Hadoop environment configuration and testing

Hadoop environment configuration and testing

In the previous experiment, we have prepared and configured the Linux environment and the Hadoop environment. Therefore, in this experiment, we will configure and test the Hadoop environment on the basis of the previous experiment.

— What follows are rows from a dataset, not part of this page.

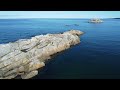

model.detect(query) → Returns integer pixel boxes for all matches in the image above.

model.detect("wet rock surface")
[0,30,83,79]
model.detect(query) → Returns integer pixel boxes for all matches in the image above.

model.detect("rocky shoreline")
[0,30,83,79]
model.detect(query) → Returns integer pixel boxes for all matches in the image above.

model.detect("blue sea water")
[0,19,120,79]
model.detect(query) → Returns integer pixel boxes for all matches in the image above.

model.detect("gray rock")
[0,30,83,79]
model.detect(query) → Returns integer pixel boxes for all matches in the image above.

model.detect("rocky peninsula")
[0,30,83,79]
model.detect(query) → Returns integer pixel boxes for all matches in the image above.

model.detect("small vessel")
[88,19,103,23]
[65,25,70,26]
[74,24,79,26]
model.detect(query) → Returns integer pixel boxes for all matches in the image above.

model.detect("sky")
[0,11,120,19]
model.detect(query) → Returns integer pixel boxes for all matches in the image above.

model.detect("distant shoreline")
[0,18,120,20]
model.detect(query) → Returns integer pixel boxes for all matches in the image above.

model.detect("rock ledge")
[0,30,83,79]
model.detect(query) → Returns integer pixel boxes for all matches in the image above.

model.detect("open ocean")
[0,19,120,79]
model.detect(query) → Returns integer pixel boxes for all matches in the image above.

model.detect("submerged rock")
[0,30,83,79]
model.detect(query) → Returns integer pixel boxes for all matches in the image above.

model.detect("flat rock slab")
[0,30,83,79]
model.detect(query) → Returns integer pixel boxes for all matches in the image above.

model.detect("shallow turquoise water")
[0,19,120,79]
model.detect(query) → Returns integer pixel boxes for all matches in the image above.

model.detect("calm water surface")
[0,19,120,79]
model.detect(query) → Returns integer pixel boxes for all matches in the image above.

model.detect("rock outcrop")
[0,30,83,79]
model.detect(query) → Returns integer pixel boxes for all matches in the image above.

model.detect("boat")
[88,19,103,23]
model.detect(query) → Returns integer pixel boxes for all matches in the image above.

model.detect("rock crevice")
[0,30,83,79]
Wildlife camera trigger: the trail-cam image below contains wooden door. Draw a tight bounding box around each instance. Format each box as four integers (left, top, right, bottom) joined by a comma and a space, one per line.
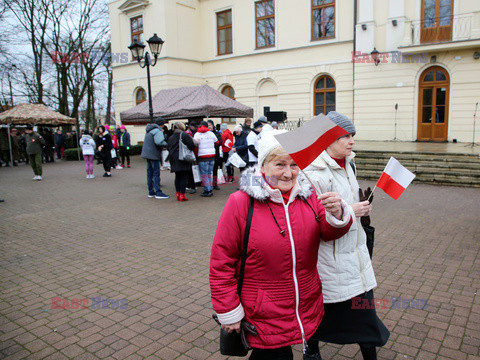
417, 66, 450, 141
420, 0, 453, 44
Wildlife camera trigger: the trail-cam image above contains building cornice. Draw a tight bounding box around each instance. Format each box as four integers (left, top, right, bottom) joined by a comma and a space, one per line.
118, 0, 150, 14
398, 39, 480, 54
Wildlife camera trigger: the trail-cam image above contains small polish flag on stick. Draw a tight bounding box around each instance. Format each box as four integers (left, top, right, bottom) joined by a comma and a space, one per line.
275, 114, 348, 170
372, 156, 415, 200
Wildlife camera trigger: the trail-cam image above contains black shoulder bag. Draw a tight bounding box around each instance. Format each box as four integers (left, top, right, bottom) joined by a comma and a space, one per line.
212, 196, 258, 356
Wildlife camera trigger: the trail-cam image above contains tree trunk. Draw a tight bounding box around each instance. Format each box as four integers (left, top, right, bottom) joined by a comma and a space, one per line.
105, 70, 113, 125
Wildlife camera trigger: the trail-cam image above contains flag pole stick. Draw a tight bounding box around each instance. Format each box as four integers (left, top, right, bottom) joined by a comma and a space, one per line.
367, 184, 377, 202
300, 170, 322, 195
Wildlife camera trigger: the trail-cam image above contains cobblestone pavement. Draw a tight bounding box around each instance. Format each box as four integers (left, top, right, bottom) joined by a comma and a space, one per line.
0, 156, 480, 360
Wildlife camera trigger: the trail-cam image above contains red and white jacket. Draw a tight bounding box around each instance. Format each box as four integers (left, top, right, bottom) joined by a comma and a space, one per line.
193, 126, 220, 158
222, 129, 233, 152
210, 167, 352, 349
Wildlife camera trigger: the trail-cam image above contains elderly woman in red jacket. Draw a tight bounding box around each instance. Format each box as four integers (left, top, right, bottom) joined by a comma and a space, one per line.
210, 132, 352, 360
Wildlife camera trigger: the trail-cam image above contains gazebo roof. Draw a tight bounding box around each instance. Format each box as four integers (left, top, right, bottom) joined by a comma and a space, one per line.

Linux environment installation and configuration before Hadoop environment is built
https://blog.csdn.net/weixin_43640161/article/details/108614907
JDK software installation and configuration under Linux
https://blog.csdn.net/weixin_43640161/article/details /108619802
Master the installation and configuration of Eclipse software under Linux
https://blog.csdn.net/weixin_43640161/article/details/108691921
Familiar with Hadoop download and decompression
https://blog.csdn.net/weixin_43640161/article/details/ 108697510

There are three ways to install Hadoop: stand-alone mode, pseudo-distributed mode, and distributed mode.
• Stand-alone mode: The default mode of Hadoop is non-distributed mode (local mode), and it can run without other configuration. Non-distributed or single Java process, convenient for debugging.
• Pseudo-distributed mode: Hadoop can run in a pseudo-distributed manner on a single node. The Hadoop process runs as a separate Java process. The node acts as both a NameNode and a DataNode. At the same time, it reads files in HDFS.
• Distributed mode: Use multiple nodes to form a cluster environment to run Hadoop.
• This experiment adopts a stand-alone pseudo-distributed mode for installation.

Important knowledge tips:

  1. Hadoop can run in a pseudo-distributed manner on a single node. The Hadoop process runs as a separate Java process. The node acts as both a NameNode and a DataNode. At the same time, it reads files in HDFS.
  2. The configuration file of Hadoop is located in hadoop/etc/hadoop/. Pseudo-distribution needs to modify five configuration files hadoop-env.sh, core-site.xml, hdfs-site.xml, mapred-site.xml and yarn-site. xml
  3. The Hadoop configuration file is in xml format, and each configuration implements the
    experiment steps by declaring the name and value of the property :
  4. Modify configuration files: hadoop-env.sh, core-site.xml, hdfs-site.xml, mapred-site.xml, yarn-site.xml
  5. Initialize the file system hadoop namenode -format
  6. Start all processes start-all.sh or start-dfs.sh, start-yarn.sh
  7. Visit the web interface to view Hadoop information
  8. Run instance
  9. Stop all instances: stop-all.sh

The first step: configure the Hadoop environment (jdk version is different, the modified content is also different, I here is jdk1.8.0_181 and hadoop-3.1.1)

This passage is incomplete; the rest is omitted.